今回紹介させていただきました知見の詳細をお知りになりたい場合は、下記の参考文献をご参照ください。
(本研究の一部は、JSPS科研費JP17K09223、JP18K17367、JP18KK0271、JP21K10432の助成を受けたものです。)
参考文献
- Kaida Y, Kanbayashi D, Kurata T, Mori H. Contribution of Parvovirus B19 in Suspected Cases of Measles/Rubella in Osaka, Japan, between 2011 and 2021. Journal of Medical Virology, 95(3), e28593 (2023).

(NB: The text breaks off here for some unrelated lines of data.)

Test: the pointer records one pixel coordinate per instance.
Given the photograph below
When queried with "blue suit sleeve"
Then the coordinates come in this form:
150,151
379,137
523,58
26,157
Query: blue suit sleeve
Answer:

- Kanbayashi D, Kurata T, Nishino Y, Orii F, Takii Y, Kinoshita M, Ohara T, Motomura K, Yumisashi T. Rubella Virus Genotype 1E in Travelers Returning to Japan from Indonesia, 2017. Emerging Infectious Diseases, 24(9),1763–1765 (2018).
- Kanbayashi D, Kurata T, Kubo H, Kaida A, Yamamoto SP, Egawa K, Hirai Y, Okada K, Ikemori R, Yumisashi T, Yamamoto A, Yoshida H, Hirayama T, Ikuta K, Motomura K. Ongoing rubella epidemic in Osaka, Japan, in 2018– Western Pacific Surveillance and Response Journal, 11(2), 48–50 (2020).

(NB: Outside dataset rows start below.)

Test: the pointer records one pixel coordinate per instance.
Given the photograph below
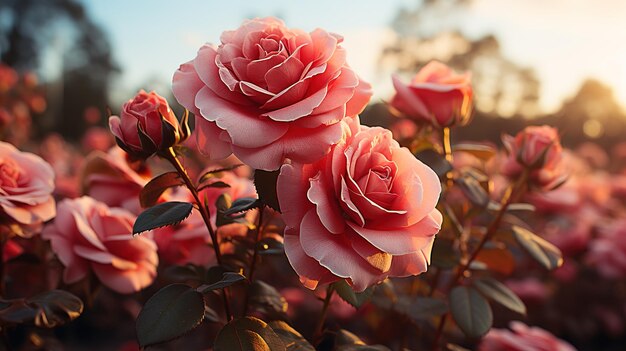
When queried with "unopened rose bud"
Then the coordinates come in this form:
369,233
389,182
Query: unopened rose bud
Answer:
147,125
538,151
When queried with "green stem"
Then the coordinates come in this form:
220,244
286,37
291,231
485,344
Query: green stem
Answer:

- Kurata T, Uchino K, Hotta C, Ogura A, Miyoshi T, Ogawa T, Kanbayashi D, Tanaka T, Yumisashi T, Komano J. Clinical value of enzyme immunoassay that detects rubella-specific immunoglobulin M immediately after disease onset. Microbiology and Immunology, 63(1), 32–35 (2019).
- 成人における風疹IgM抗体価の診断的価値について, 病原微生物検出情報, 39, 37–38 (2018).
- Kanbayashi D, Kurata T, Kaida A, Kubo H, Yamamoto SP, Egawa K, Hirai Y, Okada K, Kaida Y, Ikemori R, Yumisashi T, Ito A, Saito T, Yamaji Y, Nishino Y, Omori R, Mori H, Motomura K, Ikuta K. Shedding of rubella virus in postsymptomatic individuals; viral RNA load is a potential indicator to estimate candidate patients excreting infectious rubella virus. Journal of Clinical Virology, 160, 105377 (2023).
- 風疹患者におけるウイルスRNAと感染性ウイルスの排出について, 病原微生物検出情報, 44, 51–53 (2023).